JPMorgan Sued Over Alleged $300 Million Crypto Ponzi Scheme, Raising Fears of Another Lehman-Scale Shock

2026-03-13(금) 08:03
JP모건, 비트코인(BTC), 암호화폐 소송/AI 생성 이미지

▲ JP Morgan, Bitcoin (BTC), cryptocurrency lawsuit/AI-generated image

JP Morgan is sending shockwaves through global financial markets after being hit with a class-action lawsuit alleging that it aided money laundering in the massive $328 million virtual asset Ponzi scheme known as Goliath.

According to cryptocurrency media outlet Cointelegraph on March 12 (local time), financial giant JP Morgan has become embroiled in litigation seeking to hold it accountable for providing financial services to Goliath, a fraudulent virtual asset firm that allegedly victimized numerous investors. The plaintiffs claim that JP Morgan was aware of multiple signs of irregular transactions occurring in corporate accounts belonging to Goliath Real Estate Investment Group but turned a blind eye, effectively serving as a conduit for criminal activity. The firm allegedly deceived investors by promising high returns through virtual asset trading, misappropriated large sums of money, and operated by using new investors’ funds to repay earlier investors.

According to the complaint filed in court, although JP Morgan operated internal anti-money laundering systems, it failed to block Goliath’s suspicious fund flows. Hundreds of large cash withdrawals and ambiguous overseas transfers reportedly took place over a short period, yet the bank allegedly delayed action to secure fee revenues. It has also emerged that JP Morgan approved account openings despite Goliath executives having prior records of financial crimes, a revelation that has become a central issue in the lawsuit. Attorneys for the victims criticized the bank’s lax response as the fundamental cause of the staggering $328 million in damages.

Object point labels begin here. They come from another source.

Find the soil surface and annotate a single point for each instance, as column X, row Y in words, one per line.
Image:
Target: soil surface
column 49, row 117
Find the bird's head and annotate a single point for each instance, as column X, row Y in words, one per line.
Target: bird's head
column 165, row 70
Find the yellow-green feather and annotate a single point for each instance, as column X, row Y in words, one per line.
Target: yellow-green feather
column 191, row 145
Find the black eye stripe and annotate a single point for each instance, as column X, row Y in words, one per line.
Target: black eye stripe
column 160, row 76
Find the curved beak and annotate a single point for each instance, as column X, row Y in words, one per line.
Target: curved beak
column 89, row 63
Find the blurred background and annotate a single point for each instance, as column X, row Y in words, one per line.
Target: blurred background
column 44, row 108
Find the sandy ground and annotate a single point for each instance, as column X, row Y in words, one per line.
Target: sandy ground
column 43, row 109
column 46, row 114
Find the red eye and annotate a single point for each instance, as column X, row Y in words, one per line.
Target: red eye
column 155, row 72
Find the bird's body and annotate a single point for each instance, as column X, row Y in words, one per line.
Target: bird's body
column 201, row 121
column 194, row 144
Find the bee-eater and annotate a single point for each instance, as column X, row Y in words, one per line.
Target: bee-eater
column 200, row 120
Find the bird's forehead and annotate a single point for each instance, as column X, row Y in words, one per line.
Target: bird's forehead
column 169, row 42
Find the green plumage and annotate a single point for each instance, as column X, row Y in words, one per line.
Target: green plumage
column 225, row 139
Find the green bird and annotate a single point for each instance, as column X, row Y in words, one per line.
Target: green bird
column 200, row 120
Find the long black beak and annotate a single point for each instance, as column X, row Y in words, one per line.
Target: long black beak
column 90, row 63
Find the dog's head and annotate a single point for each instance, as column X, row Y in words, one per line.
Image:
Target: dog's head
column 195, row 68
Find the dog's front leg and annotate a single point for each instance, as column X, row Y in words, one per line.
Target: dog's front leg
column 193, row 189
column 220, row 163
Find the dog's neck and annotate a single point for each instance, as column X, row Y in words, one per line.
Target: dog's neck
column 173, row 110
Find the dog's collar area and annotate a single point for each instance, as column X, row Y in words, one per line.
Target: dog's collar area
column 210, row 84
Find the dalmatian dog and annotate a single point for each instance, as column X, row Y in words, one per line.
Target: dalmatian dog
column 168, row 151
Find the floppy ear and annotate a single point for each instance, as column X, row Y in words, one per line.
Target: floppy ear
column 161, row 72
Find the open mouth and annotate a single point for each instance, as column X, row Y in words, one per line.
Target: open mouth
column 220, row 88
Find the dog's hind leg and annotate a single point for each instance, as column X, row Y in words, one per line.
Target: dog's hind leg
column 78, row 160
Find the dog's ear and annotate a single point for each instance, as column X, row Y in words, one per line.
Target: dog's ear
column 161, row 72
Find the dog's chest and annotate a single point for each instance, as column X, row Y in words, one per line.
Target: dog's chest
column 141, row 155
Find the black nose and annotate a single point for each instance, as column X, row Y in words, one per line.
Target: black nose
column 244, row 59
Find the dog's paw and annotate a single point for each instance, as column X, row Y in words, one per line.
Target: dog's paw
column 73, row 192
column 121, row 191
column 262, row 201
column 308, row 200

The repercussions of the case are expected to redefine the legal boundaries of responsibility borne by traditional financial institutions in cryptocurrency-related crimes. Investigative authorities have urgently arrested the ringleaders of Goliath on charges of fraud and money laundering, but the assets frozen to date represent only a fraction of the total losses. JP Morgan has remained silent on the ongoing litigation, though observers anticipate a fierce legal battle given precedents in which the bank was found to have exercised inadequate oversight. As the digital asset market continues to expand, calls are mounting for major banks to significantly strengthen verification standards regarding customers’ transaction purposes and sources of funds.

Cryptocurrency scams that exploit traditional financial infrastructure use the credibility of banks to lower the guard of ordinary investors. Fraudulent firms have reassured victims by publicizing the fact that they held accounts with major banks, using this as a marketing tool to facilitate their schemes. Financial regulators have announced comprehensive inspections of how banks manage cryptocurrency-related accounts in the wake of this incident. Depending on the court’s ruling, anti-money laundering processes across the global financial sector could become significantly more stringent, and victims have expressed firm determination to hold JP Morgan accountable for negligence.

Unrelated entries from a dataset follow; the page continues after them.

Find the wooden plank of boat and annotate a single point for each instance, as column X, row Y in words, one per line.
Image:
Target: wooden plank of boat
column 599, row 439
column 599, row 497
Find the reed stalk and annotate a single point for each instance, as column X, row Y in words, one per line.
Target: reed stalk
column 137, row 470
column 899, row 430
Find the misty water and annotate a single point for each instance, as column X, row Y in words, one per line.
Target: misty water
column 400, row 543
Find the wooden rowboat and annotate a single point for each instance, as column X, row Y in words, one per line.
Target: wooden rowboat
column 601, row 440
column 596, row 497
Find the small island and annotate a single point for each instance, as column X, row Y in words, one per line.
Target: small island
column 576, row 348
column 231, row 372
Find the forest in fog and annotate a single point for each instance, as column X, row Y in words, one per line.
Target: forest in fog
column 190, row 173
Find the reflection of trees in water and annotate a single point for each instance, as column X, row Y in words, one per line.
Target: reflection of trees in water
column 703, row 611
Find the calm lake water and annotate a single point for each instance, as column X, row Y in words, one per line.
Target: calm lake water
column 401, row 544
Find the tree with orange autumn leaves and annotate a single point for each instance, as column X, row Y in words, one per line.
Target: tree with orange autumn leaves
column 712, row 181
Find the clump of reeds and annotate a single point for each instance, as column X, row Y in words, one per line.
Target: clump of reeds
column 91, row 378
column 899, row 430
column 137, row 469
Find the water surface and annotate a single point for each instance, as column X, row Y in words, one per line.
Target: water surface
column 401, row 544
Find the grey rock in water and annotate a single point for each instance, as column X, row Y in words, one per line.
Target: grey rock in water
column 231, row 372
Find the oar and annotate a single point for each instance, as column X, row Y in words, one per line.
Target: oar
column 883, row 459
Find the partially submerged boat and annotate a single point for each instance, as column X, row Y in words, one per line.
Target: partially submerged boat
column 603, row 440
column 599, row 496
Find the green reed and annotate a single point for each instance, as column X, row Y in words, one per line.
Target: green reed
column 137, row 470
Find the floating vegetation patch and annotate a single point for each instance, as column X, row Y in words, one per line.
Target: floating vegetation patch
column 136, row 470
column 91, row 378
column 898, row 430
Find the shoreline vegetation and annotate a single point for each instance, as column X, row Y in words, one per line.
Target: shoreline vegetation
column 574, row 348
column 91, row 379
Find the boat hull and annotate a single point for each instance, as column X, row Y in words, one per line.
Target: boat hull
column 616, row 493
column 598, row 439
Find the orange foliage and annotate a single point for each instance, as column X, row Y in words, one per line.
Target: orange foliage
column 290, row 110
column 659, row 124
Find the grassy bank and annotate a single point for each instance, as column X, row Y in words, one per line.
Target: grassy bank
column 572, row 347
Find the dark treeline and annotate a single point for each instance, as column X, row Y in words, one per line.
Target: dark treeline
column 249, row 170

If the opaque transactional relationship between JP Morgan and the Goliath fraud ring is clearly unveiled in court, confidence in financial institutions’ internal controls could suffer lasting damage. A thorough analysis is needed to determine how vast capital was allowed to become a vehicle supporting criminal activity, along with the urgent development of effective measures to protect innocent investors. Market demand is intensifying for stricter due diligence procedures and stronger legal regulations governing partners involved in virtual asset operations to enhance financial transparency.

Disclaimer: This article is for investment reference only, and we are not responsible for any investment losses resulting from reliance on it. The content should be interpreted solely for informational purposes.